Le Québec ne se l'est pas pardonné encore. Ça prendra du temps. Cet épisode terrible d'Aurore l'enfant martyre, version 2019, a secoué toute la province.
Je ne sais pas si j'aurais pu vivre avec moi-même d'avoir été celui qui a répondu, confus, à la porte, à 1h40 du matin. Ce n'est surtout pas de sa faute ce qui est arrivé. Mais je m'en serais voulu d'avoir passé si près de pouvoir la sauver. Comment savoir? en ouvrant la porte, la conjointe du père lui disait que tout irait bien, le père avait la fillette de Granby dans les bras, et tentait de calmer son hystérie, il fuyait les lieux, Ils fuyaient tous les lieux. La petite cantaloupe voyant autre chose que sa chambre peut-être pour la dernière fois.
On a pointé la DPJ toute la semaine. Connerie. On a même dit que le ministre avait suspendu son directeur en Estrie. C'est faux. On l'a peu entendu. C'est le directeur lui-même qui s'est retiré de son poste afin que les enquêtes prennent cours. Ça dit tout de la maturité des uns et des autres. La DPJ saigne depuis longtemps. Ça a pris ce drame pour que la lumière se fasse sur leur métier. Facilement l'un des plus difficiles existant sur terre.
S'occuper des pockés de la vie.
Vous faites face à toutes le horreurs de la vie, et vous serez immanquablement critiqués par ceux qui ne savent rien des réalités que vous côtoyez. C'est arrivé toute la semaine dernière. On les as blâmés.
C'est un peu de votre faute, mais pas tout. Pas tout du tout.
C'est aussi grave pour l'école dont elle était absente depuis une semaine.

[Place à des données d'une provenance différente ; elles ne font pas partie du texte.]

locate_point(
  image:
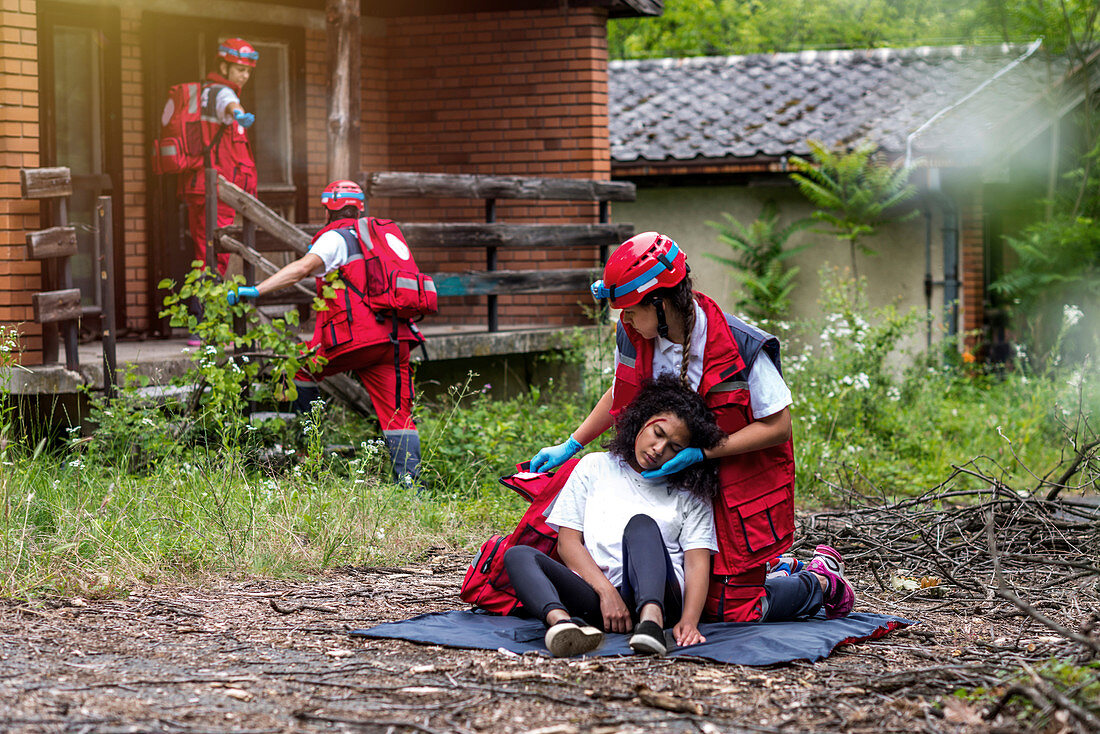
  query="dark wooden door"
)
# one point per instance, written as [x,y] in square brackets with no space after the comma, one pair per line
[80,80]
[179,48]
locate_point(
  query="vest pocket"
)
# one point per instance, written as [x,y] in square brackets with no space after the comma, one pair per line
[732,408]
[735,598]
[762,526]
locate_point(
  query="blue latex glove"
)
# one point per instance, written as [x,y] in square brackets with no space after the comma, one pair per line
[679,462]
[244,119]
[554,456]
[244,292]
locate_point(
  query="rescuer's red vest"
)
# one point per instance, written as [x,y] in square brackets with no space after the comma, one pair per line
[232,155]
[348,321]
[754,514]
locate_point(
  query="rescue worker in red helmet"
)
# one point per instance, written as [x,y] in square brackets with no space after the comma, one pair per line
[370,351]
[664,327]
[224,122]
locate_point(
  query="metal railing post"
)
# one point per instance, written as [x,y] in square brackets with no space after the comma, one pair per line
[105,239]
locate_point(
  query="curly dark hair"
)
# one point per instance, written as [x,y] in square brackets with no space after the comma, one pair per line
[667,394]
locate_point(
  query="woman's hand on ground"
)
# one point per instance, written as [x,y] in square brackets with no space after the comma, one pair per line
[616,615]
[688,634]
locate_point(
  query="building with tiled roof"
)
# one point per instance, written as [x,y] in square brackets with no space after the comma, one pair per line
[707,135]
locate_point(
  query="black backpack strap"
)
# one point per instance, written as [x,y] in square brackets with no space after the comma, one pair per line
[397,363]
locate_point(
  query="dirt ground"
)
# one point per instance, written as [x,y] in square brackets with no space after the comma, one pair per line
[253,656]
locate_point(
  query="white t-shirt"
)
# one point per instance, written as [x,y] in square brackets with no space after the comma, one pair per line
[768,392]
[603,493]
[332,249]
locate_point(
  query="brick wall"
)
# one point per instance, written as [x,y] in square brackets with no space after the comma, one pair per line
[972,267]
[19,149]
[135,266]
[514,92]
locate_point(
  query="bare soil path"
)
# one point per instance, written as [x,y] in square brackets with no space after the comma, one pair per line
[251,656]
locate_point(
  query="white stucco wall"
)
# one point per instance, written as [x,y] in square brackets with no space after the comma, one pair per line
[894,275]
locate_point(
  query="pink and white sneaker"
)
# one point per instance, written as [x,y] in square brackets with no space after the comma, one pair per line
[839,595]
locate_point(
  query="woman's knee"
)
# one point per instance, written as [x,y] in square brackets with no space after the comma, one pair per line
[518,556]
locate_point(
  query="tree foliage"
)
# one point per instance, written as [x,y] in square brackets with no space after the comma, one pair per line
[706,28]
[760,261]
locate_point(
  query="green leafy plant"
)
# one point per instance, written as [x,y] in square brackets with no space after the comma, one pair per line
[228,364]
[760,261]
[855,192]
[1058,269]
[9,360]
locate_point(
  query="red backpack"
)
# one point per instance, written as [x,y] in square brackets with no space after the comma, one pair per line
[394,283]
[180,145]
[486,583]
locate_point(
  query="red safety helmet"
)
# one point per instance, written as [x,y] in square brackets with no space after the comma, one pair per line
[341,194]
[238,51]
[644,262]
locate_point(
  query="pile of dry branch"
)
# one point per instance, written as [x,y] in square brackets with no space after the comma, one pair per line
[993,549]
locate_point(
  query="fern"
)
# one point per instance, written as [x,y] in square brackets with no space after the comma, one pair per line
[759,261]
[855,193]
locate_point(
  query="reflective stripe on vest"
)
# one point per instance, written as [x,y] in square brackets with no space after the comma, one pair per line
[729,386]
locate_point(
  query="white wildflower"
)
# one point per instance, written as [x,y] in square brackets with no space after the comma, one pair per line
[1070,315]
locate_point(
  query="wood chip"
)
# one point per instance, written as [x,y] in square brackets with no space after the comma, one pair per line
[667,702]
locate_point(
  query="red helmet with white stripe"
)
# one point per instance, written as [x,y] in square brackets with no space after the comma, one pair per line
[238,51]
[640,264]
[341,194]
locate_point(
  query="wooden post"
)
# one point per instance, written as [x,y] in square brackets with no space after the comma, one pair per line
[103,231]
[344,88]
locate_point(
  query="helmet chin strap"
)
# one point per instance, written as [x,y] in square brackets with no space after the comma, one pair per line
[662,325]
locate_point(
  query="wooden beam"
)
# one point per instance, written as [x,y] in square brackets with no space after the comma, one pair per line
[514,236]
[474,234]
[508,282]
[45,183]
[469,186]
[54,306]
[265,218]
[344,34]
[53,242]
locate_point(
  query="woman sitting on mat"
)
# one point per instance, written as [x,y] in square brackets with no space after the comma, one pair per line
[636,551]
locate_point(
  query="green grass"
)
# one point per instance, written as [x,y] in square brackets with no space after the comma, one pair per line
[156,494]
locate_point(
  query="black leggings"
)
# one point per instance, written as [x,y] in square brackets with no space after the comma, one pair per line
[543,584]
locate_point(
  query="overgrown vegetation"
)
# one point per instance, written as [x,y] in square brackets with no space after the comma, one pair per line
[760,262]
[708,28]
[144,497]
[856,192]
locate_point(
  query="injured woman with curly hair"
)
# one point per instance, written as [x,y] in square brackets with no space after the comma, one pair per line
[636,551]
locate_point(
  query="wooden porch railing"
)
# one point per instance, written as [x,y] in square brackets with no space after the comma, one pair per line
[491,236]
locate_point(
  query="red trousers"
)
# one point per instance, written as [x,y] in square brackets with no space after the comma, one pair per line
[391,390]
[196,222]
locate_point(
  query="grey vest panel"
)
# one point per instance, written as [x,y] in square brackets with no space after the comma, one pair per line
[750,342]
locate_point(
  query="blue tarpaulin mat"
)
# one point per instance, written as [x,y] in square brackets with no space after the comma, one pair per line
[735,643]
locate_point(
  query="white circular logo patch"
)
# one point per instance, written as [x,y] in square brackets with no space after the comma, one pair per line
[399,248]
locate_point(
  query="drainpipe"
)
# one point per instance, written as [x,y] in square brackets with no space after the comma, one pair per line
[949,232]
[927,270]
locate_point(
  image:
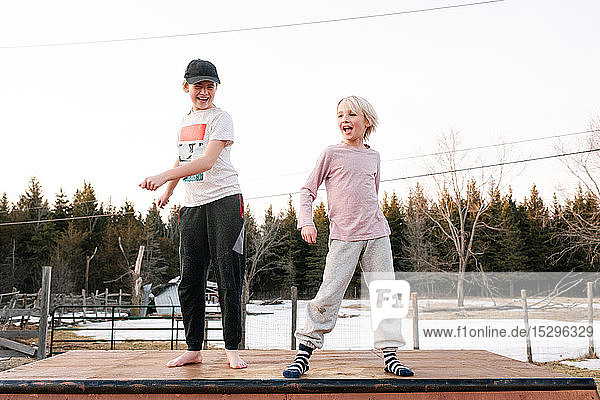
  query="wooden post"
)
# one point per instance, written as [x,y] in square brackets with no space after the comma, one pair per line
[120,300]
[44,309]
[415,304]
[105,301]
[95,302]
[83,302]
[591,351]
[526,321]
[136,294]
[294,296]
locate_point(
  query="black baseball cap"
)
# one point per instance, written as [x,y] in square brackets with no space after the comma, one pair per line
[201,70]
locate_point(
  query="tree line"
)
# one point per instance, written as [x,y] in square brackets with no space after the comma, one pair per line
[509,235]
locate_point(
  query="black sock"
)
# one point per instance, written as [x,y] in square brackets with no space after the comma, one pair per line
[300,364]
[393,365]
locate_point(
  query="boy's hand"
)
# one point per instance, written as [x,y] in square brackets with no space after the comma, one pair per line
[163,200]
[153,182]
[309,234]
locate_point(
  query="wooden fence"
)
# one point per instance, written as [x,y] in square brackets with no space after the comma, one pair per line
[22,307]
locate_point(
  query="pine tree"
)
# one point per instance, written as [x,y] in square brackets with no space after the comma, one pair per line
[536,234]
[396,217]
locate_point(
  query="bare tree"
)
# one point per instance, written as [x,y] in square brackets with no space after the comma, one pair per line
[460,207]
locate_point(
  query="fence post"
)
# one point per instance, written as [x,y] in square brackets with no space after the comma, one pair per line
[294,296]
[526,321]
[415,305]
[44,309]
[106,301]
[591,351]
[83,302]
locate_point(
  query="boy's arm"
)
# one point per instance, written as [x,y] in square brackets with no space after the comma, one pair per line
[163,200]
[201,164]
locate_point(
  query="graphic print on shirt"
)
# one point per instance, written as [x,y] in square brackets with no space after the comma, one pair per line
[191,147]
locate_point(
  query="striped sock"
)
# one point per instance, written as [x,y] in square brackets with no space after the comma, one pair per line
[300,364]
[393,365]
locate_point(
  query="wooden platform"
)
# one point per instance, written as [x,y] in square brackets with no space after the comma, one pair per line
[439,374]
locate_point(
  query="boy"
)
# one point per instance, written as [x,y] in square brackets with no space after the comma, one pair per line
[212,218]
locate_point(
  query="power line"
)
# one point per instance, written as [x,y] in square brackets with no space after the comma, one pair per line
[48,207]
[452,171]
[255,28]
[446,152]
[65,219]
[487,146]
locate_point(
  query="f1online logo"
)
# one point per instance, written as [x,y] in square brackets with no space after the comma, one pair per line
[389,300]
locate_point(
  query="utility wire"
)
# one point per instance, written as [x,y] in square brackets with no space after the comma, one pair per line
[41,207]
[64,219]
[445,152]
[255,28]
[450,171]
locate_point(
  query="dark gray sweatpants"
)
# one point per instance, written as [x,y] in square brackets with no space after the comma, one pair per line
[212,234]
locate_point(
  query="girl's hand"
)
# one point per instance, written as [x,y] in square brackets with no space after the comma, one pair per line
[309,234]
[164,199]
[153,182]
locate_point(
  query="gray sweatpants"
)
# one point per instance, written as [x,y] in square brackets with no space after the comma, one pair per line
[375,259]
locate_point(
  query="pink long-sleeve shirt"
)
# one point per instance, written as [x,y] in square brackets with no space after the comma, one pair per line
[351,178]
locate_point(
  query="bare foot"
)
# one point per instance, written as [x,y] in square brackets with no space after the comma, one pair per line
[235,362]
[189,357]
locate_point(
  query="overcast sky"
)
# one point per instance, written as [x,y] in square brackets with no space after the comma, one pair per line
[108,112]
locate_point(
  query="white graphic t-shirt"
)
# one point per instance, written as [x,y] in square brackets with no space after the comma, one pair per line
[197,129]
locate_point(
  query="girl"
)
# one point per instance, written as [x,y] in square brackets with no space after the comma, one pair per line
[359,233]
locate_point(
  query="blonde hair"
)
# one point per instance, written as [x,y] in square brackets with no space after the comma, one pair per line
[362,107]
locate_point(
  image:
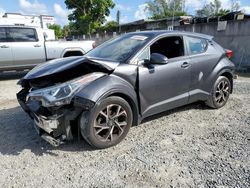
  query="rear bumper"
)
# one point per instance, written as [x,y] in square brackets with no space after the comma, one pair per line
[54,124]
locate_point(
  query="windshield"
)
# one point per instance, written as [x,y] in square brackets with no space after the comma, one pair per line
[121,48]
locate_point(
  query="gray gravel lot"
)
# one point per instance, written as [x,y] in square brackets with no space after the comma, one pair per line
[192,146]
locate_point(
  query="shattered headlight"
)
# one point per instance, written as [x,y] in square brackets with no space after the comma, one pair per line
[62,94]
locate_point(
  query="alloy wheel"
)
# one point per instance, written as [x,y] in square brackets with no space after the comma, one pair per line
[222,92]
[110,123]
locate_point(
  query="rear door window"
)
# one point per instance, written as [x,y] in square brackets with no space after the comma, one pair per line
[3,35]
[22,34]
[196,45]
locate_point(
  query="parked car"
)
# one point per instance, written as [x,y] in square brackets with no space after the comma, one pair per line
[25,47]
[118,84]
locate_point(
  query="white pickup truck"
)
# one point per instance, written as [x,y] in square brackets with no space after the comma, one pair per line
[24,47]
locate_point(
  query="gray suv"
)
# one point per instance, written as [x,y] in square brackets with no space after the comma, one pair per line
[118,84]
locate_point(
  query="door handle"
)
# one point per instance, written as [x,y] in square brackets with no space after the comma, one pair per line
[185,65]
[4,46]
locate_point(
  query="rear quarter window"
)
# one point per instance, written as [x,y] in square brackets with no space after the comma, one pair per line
[196,45]
[3,37]
[23,34]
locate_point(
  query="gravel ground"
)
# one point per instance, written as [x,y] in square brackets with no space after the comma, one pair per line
[192,146]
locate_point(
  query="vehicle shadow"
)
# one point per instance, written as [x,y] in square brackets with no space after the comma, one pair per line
[12,75]
[17,134]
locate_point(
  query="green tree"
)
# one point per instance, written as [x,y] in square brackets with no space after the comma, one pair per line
[66,31]
[165,8]
[109,26]
[88,15]
[57,29]
[235,5]
[213,8]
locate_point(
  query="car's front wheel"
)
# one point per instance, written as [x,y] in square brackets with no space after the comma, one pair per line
[220,93]
[108,123]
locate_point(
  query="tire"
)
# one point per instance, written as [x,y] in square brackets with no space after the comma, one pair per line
[220,93]
[108,123]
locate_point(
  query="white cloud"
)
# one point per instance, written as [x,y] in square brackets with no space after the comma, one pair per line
[124,19]
[194,4]
[62,13]
[142,12]
[246,9]
[33,7]
[2,11]
[109,18]
[122,7]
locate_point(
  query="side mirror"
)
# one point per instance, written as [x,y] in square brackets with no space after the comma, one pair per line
[45,36]
[158,59]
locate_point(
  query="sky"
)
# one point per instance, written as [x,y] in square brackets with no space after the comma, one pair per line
[131,10]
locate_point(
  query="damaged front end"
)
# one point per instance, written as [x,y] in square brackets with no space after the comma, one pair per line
[54,105]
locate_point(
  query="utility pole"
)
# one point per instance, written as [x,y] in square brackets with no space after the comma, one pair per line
[118,16]
[173,15]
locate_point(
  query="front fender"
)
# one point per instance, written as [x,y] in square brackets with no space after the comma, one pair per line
[111,85]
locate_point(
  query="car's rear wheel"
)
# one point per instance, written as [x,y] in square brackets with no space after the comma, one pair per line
[108,123]
[220,93]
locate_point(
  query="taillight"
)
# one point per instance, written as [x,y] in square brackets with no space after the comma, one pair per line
[229,53]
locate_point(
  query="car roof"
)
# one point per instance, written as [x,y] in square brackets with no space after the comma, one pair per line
[18,26]
[166,32]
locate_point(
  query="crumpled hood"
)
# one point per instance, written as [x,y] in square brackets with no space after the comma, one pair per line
[59,66]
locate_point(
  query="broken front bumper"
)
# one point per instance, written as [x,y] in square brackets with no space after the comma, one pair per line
[54,124]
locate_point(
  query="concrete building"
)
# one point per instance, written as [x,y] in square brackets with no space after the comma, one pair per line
[42,21]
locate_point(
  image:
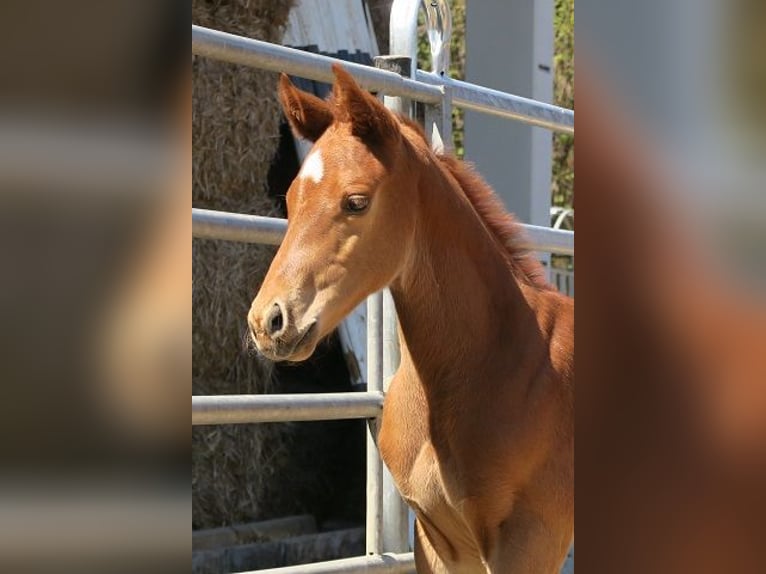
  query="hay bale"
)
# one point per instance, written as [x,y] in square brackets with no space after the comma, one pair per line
[239,473]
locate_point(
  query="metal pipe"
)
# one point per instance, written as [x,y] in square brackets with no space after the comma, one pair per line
[439,32]
[208,224]
[222,225]
[548,240]
[383,564]
[242,409]
[495,102]
[267,56]
[374,530]
[245,51]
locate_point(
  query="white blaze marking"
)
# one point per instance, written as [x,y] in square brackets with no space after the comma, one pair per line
[313,167]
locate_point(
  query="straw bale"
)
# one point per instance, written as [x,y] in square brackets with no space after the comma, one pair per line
[238,472]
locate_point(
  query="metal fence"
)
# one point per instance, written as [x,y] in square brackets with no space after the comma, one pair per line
[387,524]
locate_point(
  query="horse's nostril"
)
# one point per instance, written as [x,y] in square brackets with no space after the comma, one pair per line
[276,321]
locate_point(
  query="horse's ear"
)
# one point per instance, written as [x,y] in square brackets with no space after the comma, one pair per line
[308,115]
[369,119]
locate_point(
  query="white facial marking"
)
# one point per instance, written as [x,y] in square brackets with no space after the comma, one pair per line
[313,167]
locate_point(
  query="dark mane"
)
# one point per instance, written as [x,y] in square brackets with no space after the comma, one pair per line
[501,224]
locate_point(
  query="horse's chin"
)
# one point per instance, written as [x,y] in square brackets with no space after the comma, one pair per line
[301,350]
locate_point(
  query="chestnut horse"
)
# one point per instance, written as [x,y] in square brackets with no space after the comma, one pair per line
[477,426]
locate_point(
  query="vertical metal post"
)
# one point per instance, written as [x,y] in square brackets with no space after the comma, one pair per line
[374,464]
[438,119]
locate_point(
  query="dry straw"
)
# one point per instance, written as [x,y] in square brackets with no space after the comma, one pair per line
[239,473]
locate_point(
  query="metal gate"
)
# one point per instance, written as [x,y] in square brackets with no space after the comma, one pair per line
[387,524]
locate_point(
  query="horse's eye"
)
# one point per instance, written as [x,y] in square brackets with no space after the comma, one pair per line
[356,203]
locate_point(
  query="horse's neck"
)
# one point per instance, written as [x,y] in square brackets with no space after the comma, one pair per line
[458,297]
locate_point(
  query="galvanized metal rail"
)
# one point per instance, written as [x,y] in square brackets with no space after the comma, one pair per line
[222,225]
[243,409]
[387,563]
[429,88]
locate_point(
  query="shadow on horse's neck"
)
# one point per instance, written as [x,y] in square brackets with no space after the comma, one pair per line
[457,298]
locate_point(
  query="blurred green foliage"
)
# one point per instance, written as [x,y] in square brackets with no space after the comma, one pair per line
[562,181]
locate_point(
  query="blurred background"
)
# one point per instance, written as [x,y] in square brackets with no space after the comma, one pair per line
[671,321]
[95,164]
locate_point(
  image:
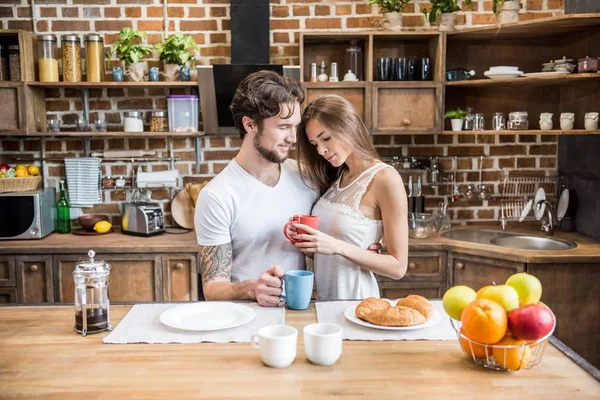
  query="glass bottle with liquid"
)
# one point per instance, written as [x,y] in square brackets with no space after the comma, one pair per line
[63,211]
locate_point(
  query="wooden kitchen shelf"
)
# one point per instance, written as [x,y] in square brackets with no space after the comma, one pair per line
[144,134]
[527,132]
[531,81]
[113,85]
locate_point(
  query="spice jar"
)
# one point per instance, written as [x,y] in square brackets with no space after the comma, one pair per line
[133,121]
[71,58]
[3,64]
[90,279]
[94,53]
[48,62]
[14,63]
[159,121]
[517,121]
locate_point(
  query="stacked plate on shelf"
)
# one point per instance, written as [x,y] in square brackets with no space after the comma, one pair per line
[503,72]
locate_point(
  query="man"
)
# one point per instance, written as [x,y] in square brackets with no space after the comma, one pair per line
[240,214]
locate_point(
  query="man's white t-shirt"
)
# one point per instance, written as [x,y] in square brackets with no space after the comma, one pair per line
[238,208]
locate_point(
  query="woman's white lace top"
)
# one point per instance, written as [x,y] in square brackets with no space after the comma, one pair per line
[340,217]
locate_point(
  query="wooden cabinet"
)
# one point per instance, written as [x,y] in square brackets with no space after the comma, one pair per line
[133,277]
[34,279]
[7,271]
[426,275]
[476,271]
[571,292]
[180,277]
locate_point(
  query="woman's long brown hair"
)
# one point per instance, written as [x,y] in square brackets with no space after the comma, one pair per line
[342,122]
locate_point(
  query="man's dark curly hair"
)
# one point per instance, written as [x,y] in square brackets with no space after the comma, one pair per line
[260,96]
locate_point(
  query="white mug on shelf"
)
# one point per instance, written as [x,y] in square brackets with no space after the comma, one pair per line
[566,121]
[591,121]
[277,345]
[546,121]
[323,343]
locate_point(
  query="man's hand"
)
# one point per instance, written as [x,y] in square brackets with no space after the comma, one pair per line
[268,287]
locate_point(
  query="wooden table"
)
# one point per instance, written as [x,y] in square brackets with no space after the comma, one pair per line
[42,357]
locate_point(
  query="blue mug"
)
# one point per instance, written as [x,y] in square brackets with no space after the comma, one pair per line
[118,74]
[297,286]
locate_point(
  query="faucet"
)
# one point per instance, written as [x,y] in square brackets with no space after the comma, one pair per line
[548,227]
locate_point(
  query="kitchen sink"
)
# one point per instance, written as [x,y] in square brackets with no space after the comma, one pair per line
[509,240]
[533,243]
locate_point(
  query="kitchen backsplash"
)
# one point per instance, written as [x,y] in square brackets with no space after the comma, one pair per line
[209,23]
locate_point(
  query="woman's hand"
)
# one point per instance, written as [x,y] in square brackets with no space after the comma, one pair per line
[316,241]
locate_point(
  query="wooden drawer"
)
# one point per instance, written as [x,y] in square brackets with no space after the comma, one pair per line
[430,266]
[180,277]
[8,295]
[133,277]
[34,279]
[7,271]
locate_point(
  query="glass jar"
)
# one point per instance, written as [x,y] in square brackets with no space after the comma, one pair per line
[91,295]
[133,121]
[354,60]
[159,121]
[71,46]
[517,121]
[94,58]
[4,76]
[14,63]
[48,58]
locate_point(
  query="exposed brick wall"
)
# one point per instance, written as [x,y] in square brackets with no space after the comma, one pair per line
[208,21]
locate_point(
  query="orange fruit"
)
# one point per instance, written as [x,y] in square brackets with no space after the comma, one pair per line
[484,321]
[470,348]
[512,358]
[21,173]
[33,170]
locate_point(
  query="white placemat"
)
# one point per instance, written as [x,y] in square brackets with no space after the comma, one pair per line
[142,325]
[333,312]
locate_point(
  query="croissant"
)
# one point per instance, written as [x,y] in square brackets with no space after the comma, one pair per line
[396,316]
[369,305]
[417,302]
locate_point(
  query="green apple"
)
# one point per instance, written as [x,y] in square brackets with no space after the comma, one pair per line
[504,295]
[527,286]
[456,299]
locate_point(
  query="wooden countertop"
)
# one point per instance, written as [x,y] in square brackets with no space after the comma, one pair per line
[587,250]
[43,357]
[114,242]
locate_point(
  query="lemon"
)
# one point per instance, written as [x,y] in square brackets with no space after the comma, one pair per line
[102,226]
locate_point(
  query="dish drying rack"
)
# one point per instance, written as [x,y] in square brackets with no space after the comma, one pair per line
[518,190]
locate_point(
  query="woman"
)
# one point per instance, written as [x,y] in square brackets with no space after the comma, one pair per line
[363,200]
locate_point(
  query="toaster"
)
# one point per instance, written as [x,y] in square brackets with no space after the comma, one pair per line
[142,219]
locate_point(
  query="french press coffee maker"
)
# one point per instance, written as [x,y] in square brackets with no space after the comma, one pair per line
[91,295]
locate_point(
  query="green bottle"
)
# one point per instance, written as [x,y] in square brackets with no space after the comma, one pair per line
[63,211]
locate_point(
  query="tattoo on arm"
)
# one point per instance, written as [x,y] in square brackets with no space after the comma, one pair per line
[215,263]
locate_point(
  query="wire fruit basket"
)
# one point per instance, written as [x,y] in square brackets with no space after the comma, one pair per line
[504,357]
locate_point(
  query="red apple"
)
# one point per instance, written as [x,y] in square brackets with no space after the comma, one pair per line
[530,322]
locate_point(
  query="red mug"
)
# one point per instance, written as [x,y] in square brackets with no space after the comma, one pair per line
[309,220]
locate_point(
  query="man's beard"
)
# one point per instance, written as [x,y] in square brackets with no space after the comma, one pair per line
[269,155]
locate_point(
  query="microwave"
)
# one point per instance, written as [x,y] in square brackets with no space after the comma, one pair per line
[27,215]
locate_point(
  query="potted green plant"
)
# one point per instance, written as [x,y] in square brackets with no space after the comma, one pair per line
[391,18]
[445,9]
[131,51]
[507,11]
[456,117]
[174,54]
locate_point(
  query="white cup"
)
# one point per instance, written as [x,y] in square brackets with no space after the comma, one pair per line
[323,343]
[277,345]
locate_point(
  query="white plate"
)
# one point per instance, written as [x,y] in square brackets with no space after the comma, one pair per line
[350,314]
[539,195]
[207,316]
[526,210]
[563,204]
[503,75]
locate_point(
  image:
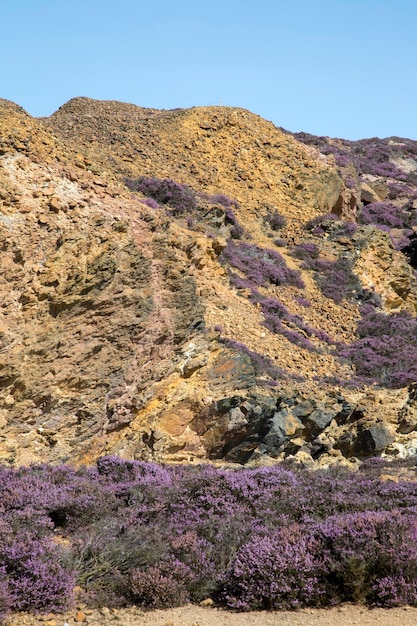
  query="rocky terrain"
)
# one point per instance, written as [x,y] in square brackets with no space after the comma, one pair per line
[199,284]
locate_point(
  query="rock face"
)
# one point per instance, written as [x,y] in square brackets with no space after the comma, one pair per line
[134,326]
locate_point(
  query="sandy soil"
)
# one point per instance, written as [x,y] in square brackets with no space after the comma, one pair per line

Comment celle-ci a-t-elle fait pour croire que la petite cantaloupe serait maintenant "enseignée à la maison"? Par deux parents anciens toxicomanes/encore toxicomanes, qui n'avaient pas de secondaire 5? Comment un juge a pu laisser cette petite cantaloupe retourner vivre avec papa parce que c'était la situation "la moins dommageable"? Oui, la mère était extrêmement pire (se cognant le ventre, enceinte, se droguant, enceinte, ne montrant aucune empathie pour l'enfant, etc.), oui papa s'était repris en main momentanément, il avait le bon masque au bon moment, Mais depuis 2 ans, ils étaient nombreux à savoir que plus rien ne tournait rond. L'état mental du père entre autre. La grand-mère était si "dommageable", elle? La famille élargie?
La DPJ a appliqué ce que le juge avait demandé de faire. Elle est là son erreur. Est-ci anormal de suivre la loi?
On ne pourra que faire grossir les conjectures, voilà pourquoi je ne voulais pas en parler.
Ma famille a été très impliquée avec la DPJ. Ma mère a été enseignante dans l'école la plus pauvre de la région de Québec. Elle a hérité de plusieurs de ses élèves quand nous avons quitté la maison. Facilement 6 enfants ont séjourné dans la maison qui m'a fait grandir. L'instabilité était grande. Autant chez les employés de la DPJ que parmi les familles dont on gardait les enfants.
Pour travailler dans la fragilité humaine, il faut une forte fondation. Les Libéraux, le ministre Barrette en tête, on coupé dans les budgets alloués aux regroupements comme le Département de la Protection de la Jeunesse en 2005. La DPJ saigne depuis au moins 15 ans.
Il est là le vrai coupable.
Celui qui garde la maison pauvre. Et faible. Là où il faut être fait fort.
Travailler pour sauver des vies est l'une des choses les plus nobles au monde.
Mais c'est aussi le travail le plus ingrat.
Toute la semaine dernière, la DPJ a mangé du crachat.
Je crois beaucoup au concept d'équipe.
En amour, au travail, en sports, en société. Partout.
La semaine dernière c'est le Québec en entier qui a perdu.
En équipe qu'elle n'a pas été.
Qu'elle devra apprendre à être.
Demain et jeudi, les Québécois de partout pourront donner un peu d'amour qu'elle n'a pas eu de son vivant alors que sa sépulture sera exposée pour ça.